Of course, as editor of Bitter Winter I may have problems in China, notwithstanding the courteous exchanges I continue to have with local academic colleagues. However, there is now a specific reason why going to China would be very unwise for me. By 2021, the new law on activities by visiting foreigners related to religion will probably be in force. The draft, of which Bitter Winter offers the first translation in English, has been published on the Web site of the Ministry of Justice on November 18, and is now open for comments until December 17. Normally, these “comments” do not alter significantly a draft law coming from a State agency, except that sometimes they make it worse.

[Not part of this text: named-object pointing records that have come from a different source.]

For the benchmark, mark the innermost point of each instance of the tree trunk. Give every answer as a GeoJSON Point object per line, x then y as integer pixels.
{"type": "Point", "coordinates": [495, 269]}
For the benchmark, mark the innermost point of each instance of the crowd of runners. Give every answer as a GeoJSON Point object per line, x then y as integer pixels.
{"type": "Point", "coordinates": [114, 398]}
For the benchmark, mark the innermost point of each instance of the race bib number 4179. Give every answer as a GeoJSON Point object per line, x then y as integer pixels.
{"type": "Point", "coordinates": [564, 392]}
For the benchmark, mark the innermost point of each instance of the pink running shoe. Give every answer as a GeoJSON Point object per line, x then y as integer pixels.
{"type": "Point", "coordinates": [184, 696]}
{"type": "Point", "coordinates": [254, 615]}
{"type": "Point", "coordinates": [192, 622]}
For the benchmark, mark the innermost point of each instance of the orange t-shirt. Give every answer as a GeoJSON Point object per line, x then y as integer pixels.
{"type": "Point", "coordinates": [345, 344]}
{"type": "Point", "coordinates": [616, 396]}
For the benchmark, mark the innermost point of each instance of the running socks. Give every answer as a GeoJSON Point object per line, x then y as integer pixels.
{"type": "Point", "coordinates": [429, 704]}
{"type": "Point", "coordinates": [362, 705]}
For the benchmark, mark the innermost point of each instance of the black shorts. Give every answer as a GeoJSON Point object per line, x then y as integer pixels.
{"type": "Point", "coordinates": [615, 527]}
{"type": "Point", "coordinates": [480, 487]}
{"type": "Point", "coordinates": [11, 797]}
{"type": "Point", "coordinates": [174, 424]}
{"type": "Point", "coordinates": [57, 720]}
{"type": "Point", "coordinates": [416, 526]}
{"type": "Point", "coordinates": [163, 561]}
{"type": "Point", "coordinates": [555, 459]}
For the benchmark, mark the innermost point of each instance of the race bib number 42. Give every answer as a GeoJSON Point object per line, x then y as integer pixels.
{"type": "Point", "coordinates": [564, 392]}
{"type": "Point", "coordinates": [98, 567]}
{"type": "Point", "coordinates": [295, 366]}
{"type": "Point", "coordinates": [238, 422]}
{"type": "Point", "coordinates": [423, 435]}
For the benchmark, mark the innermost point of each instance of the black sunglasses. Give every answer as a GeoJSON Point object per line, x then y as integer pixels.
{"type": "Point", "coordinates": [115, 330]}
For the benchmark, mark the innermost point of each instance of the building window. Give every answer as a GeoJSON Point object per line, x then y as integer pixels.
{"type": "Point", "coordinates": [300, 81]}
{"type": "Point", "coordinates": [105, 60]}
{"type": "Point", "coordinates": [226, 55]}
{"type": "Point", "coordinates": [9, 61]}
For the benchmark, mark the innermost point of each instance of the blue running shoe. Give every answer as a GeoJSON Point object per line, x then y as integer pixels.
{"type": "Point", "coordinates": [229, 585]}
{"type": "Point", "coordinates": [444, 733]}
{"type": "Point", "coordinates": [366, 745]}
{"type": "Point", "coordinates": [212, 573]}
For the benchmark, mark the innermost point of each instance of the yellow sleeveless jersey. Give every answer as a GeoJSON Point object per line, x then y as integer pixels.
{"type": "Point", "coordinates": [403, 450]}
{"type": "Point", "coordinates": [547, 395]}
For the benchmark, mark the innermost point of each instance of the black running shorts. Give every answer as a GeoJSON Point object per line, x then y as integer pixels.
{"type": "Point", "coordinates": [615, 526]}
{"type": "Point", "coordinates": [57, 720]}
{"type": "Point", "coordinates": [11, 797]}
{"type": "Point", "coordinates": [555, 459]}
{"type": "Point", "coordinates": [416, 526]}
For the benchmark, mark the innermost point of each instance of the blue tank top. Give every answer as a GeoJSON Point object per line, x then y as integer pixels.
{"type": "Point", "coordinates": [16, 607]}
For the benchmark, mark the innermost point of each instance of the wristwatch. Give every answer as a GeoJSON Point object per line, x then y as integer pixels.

The 40 articles of the draft law clearly show that China is afraid of foreigners coming to the country to discuss religion in every capacity. For clergy, and anybody else, to visit China and hold, or participate in, a worship meeting, lecture, or simply discuss religion with Chinese colleagues is submitted to a large and even bizarre number of authorizations from different bureaus, offices, and administrations. It is extremely difficult to obtain these authorizations if one is not part of one of the five authorized religions, and invited by the corresponding government-controlled organizations. Other religions (some of which currently quietly organize activities for their expatriate members in China, including the Latter-day Saints and the Quakers) should, besides obtaining the same complicated authorizations, prove that they are “friendly to China” in their country of origin, as Article 29 of the draft law recites. If they have, for example, criticized China’s human rights record, they can forget being authorized to organize worship meetings for expatriates in Beijing or Shanghai.

It is also forbidden for foreigners to “interfere” in the affairs of Chinese religious groups and the appointments of their leaders. One wonders whether this applies to the Roman Catholic Church. No exceptions are mentioned but, unless the still secret, and recently renewed, Vatican-China deal of 2018 reduces his role to a mere figurehead approving any choice submitted to him by the CCP, the Pope, who is a foreigner, plans to appoint the bishops, i.e. the leaders of the Chinese Catholic Church.

Academics are also targeted. They can bring only a limited amount of material about religion, needed for personal use, should be invited by recognized Chinese organizations who should explain to the authorities who they are, and should comply with the general principles of the law, which include that any criticism of China or the CCP, or support of “extremist” or “separatist” groups (read the Uyghurs, the movements banned as xie jiao, or the democratic activists in Hong Kong) is ground for being banned or worse.

This explain why I will not go to China. Bringing extra copies of my books to share with local colleagues would make me a criminal. Besides, I would probably be regarded as having supported “extremist” and “separatist” groups. Who said that online conferences have only disadvantages?